A Network Operations Center (NOC) forms the core of any medium or large-scale network monitoring effort. In it, your staff will monitor for and respond to network problems. Your NOC forms the vital link between the detection of a network problem and the implementation of a solution (usually in the form of a technician dispatched to the remote site).
While many NOC centers (yes, the word "centers" is redundant, but it aids understanding), are open 7x24x365, this isn't always the case. Some companies are in a transitional phase of growth. Their network is large enough to have warranted an investment in NOC center construction, but they can't yet justify the expense of staffing it outside of regular or possibly extended business hours. In this case, companies use after-hours alarm notifications (to email or phones) to alert on-call technicians of alarms in the network.

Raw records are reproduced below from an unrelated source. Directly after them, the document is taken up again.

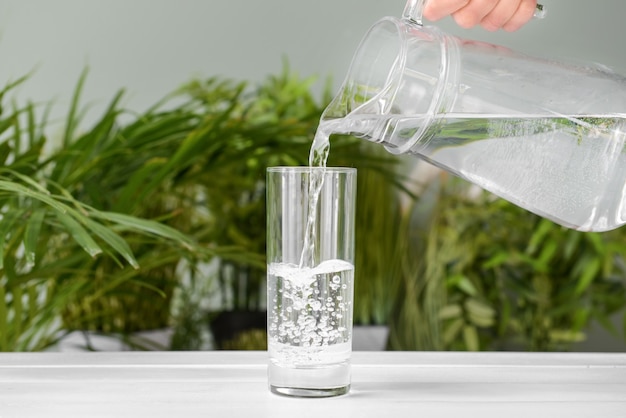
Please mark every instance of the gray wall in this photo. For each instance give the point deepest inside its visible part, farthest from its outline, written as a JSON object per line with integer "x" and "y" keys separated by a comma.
{"x": 152, "y": 46}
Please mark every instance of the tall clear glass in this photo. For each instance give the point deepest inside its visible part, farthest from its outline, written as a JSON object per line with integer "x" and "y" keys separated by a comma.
{"x": 310, "y": 274}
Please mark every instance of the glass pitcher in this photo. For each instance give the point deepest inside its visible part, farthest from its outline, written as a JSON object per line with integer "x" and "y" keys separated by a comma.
{"x": 546, "y": 135}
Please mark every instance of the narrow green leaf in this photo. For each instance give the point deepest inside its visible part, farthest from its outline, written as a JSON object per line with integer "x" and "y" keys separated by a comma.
{"x": 146, "y": 225}
{"x": 114, "y": 240}
{"x": 80, "y": 235}
{"x": 31, "y": 236}
{"x": 450, "y": 311}
{"x": 24, "y": 191}
{"x": 4, "y": 314}
{"x": 6, "y": 225}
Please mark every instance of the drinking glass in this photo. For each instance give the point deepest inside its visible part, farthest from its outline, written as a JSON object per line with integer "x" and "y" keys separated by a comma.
{"x": 310, "y": 273}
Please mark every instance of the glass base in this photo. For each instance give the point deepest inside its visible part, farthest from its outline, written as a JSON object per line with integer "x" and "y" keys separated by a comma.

The core of any NOC is one (or sometimes more) central master console. This console accepts inputs from the handful, hundreds, or thousands of remote devices in your network.
Some remote devices report alarms on their own (SNMP-native devices, for example, are capable of sending SNMP trap messages over LAN when they experience a warning or failure condition). Switches, industrial routers, SONET/optical gear, and many other large telecom systems output alarms using some type of open standard.
Some older devices still in use in networks worldwide cannot report alarms on their own (at least not over LAN). These devices frequently latch contact closures when they have certain problems. They might also report alarms over a dedicated circuit (serial).
To transmit these legacy alarm methods via LAN to your central console, you can deploy alarm remotes in your network. Alarm remotes are specialized monitoring devices to collect alarms from contact closures and sensors and send them back to your NOC. A single alarm remote can cover dozens or remote devices, depending on how many alarms they each output.
As you develop or upgrade your NOC, remember to avoid several common pitfalls that will negatively impact your performance.
You need to work hard to make sure that all alarms throughout your network can be integrated into one unified monitoring system. Otherwise, you're increasing the difficult and staffing requirements associated with monitoring alarms. If you've never been cursed with having to monitor a lot of incompatible monitoring systems, you can't really appreciate how much of a hassle it is. You'll have to keep your head on a swivel, learn a lot of interfaces, and struggle to tie in related alarms from the different systems (which are divided by equipment compatibility, not by any logical division like geography).
You also need to make sure whatever central console you deploy in your NOC can filter nuisance alarms. Any network has its share of alarms that are good to log, but really don't require a response from the operator. The more of these you have in your NOC, the more you're training your staff not to pay attention to alert messages. A good central console can hide unimportant messages from staff, allowing the truly important messages to rise to the top of the list.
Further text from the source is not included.